Is Animeddas, quando Halloween è tradizione

da | Ott 30, 2017 | Cultura e artigianato | 0 commenti

Sta per arrivare la notte di Halloween, la festa pagana discriminata in quanto “non italiana”. Eppure in Sardegna un rito simile esiste da tempo: Is Animeddas.

La notte dei morti

Il 31 ottobre rappresenta, nelle usanze celtiche e anglosassoni, la fine del periodo della rinascita e l’inizio del periodo letargico. Il passaggio di testimone tra questi due periodi rappresentava l’unione simbolica tra il regno della luce e quello delle tenebre. Questo era il momento in cui i morti, per una notte, potevano così tornare a vagare sulla terra. La cristianizzazione della popolazione anglosassone da parte dei romani portò a trasformare quella festa pagana nella vigilia di Ognissanti, che in inglese si traduce proprio “All Hallow’s eve“, l’attuale Halloween.

La tradizione sarda

In Sardegna, prima ancora che la popolazione venisse a contatto con gli anglosassoni, esistevano già riti per la commemorazione dei morti. Ma a differenza delle usanze pagane anglosassoni, quelle sarde erano strettamente legate alla religione. Nel periodo in cui i morti tornano sulla terra, i bambini, anime pure, si preoccupano di racimolare beni per le anime dannate vaganti. I beni erano di solito beni di prima necessità, poi diventati dolci che le donne preparano appositamente per il periodo invernale. Solitamente dolci a base di uva passa e sapa (mosto cotto), prodotti e derivati dei raccolti di metà autunno. I pabassini e le pabassine, ossus de mottu (ossi del morto), pani ‘e saba si accompagnavano a castagne, nocciole, frutta secca e melagrane, oltre a legumi secchi e cereali.

Usanze e nomi diversi

Nelle varie zone dell’isola sono così nate diverse usanze che hanno anche preso diversi nomi. Da Is Panixeddas (dolce tipico dei morti) a Su ‘ene ‘e sas ànimas, Su Mortu Mortu, Peti cocone e Su Prugadòriu (Purgatorio), ma quella che più mi ha colpito da bambino è Is Animeddas, diffusa nel sud Sardegna. Questa storia me la raccontò forse mia nonna, forse una zia o comunque una persona anziana. Una storia di cui non ho mai avuto piena conferma, ma che mi ha sempre affascinato. Tutto si svolgeva nella notte in cui i due mondi (dei vivi e dei morti) si allineavano, confondendosi tra loro e lasciando che dal Purgatorio le anime dei morti giungessero sulla terra.

Is Animeddas

Nella notte del 31 ottobre veniva imbandita la tavola per le anime che quella notte avrebbero vagato sulla terra. La tavola veniva lasciata senza posate, che potevano diventare un’arma in mano alle anime più esagitate. Il cibo serviva proprio per le anime che, nel loro vagare, cercavano nei luoghi che gli furono cari in vita qualcosa per placare la loro fame. La tavola restava imbandita fino all’alba, quando le anime lasciavano la terra e tornavano nel loro purgatorio. Ciò che non era stato consumato dalle anime veniva distribuito tra i poveri del paese. Erano i bambini a bussare nelle case, perché erano considerati anime pure, scevre di qualsiasi colpa o astio esistente tra le famiglie. Loro erano Is Animeddas.

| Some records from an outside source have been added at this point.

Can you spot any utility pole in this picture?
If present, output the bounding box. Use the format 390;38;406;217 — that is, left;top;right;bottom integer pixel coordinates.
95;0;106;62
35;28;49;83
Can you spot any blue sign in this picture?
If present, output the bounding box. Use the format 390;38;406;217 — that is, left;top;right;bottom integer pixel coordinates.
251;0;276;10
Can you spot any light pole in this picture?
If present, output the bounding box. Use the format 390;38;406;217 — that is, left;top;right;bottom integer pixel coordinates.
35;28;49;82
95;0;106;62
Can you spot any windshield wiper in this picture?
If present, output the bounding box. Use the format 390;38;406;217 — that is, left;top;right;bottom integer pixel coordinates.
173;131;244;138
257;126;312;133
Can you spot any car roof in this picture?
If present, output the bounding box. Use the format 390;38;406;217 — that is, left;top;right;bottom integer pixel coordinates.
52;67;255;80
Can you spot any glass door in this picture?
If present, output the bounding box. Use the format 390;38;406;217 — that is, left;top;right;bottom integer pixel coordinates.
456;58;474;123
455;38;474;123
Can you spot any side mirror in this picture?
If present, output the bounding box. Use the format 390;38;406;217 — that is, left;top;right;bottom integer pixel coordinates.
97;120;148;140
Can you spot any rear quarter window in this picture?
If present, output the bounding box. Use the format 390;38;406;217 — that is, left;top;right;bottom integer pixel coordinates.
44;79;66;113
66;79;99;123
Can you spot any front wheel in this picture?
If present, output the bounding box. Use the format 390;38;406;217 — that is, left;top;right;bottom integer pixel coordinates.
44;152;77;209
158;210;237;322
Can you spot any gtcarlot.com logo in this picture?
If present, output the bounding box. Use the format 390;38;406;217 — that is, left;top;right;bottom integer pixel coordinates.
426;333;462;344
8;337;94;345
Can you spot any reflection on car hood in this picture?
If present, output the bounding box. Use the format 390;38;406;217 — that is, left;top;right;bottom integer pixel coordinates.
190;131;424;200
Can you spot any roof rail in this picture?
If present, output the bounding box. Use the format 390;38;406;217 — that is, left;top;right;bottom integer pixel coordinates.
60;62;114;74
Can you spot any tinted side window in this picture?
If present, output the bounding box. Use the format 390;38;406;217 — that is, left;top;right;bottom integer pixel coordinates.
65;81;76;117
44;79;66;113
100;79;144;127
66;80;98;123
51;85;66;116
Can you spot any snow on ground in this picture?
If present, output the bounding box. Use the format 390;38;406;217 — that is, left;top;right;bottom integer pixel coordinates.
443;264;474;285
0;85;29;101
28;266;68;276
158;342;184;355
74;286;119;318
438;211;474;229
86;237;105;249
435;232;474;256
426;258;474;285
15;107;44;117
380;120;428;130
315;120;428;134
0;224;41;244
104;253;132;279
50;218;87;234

Ora, vera o no, questa e altre varianti rappresentavano, per la Sardegna, un modo per ridistribuire i beni, dare a chi non aveva, almeno una volta l’anno, in nome delle anime defunte. Per richiedere i doni i bambini usavano formule diverse, a seconda del luogo. A prescindere dalle differenze, però, resta il gesto di generosità di cui, oggi, si son perse quasi del tutto le tracce a favore di un più commerciale “dolcetto o scherzetto”.